The Mekteb-i Sultani (Lycée Impérial Ottoman da Galata Serai), took shape as a professional European middle-school; through the close relations between Abdulaziz and the French Emperor Napoleon III, in a series of efforts formulated by Ali Pasha and Fuad Pasha, two influential Ottoman statesmen of the time. One of the first secular institutions, offering equal rights of education to the diverse peoples of the Ottoman Empire, Galatasaray saw considerable interest after opening and formed a new tradition of education after its first class graduated in 1871. From the years of the Crimean War onwards, its policy of equality was important for the Ottoman Empire in answering a principal European demand.
In the last 150 years; as the Mekteb-i Sultani in the final Ottoman years and as the Galatasaray High School from 1923 onwards – despite varying successes - the school became a symbolic institution and an elite identity for its students and alumni alike.
An identity of “being part of Galatasaray” was forged; thanks to the school’s choice of administrators from its own graduates, with the integration of sports to curriculum its encouragement for institutionalized sports teams, the strong cooperation between the school and its alumni on an institutionalized basis, foundation of the primary school and the university answering the demand of seamless education life, and the feeling of camaraderie that lasted for its graduates’ lives.

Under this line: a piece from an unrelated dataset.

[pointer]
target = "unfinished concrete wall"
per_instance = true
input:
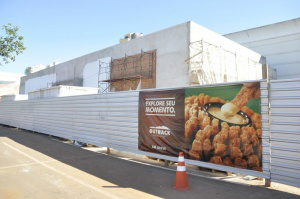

The A Window to the West: 150 Years of the Galatasaray Lycée exhibit, curated by İzzeddin Çalışlar, designed to share the inspiring memory of this public institution; consists of photographs, films, ephemera and objects from a wide range of this school’s history; curated from the collections of private individuals and institutions. The exhibit thus presents glimpses from the school’s efforts, since 1868, to train skilled, qualified individuals.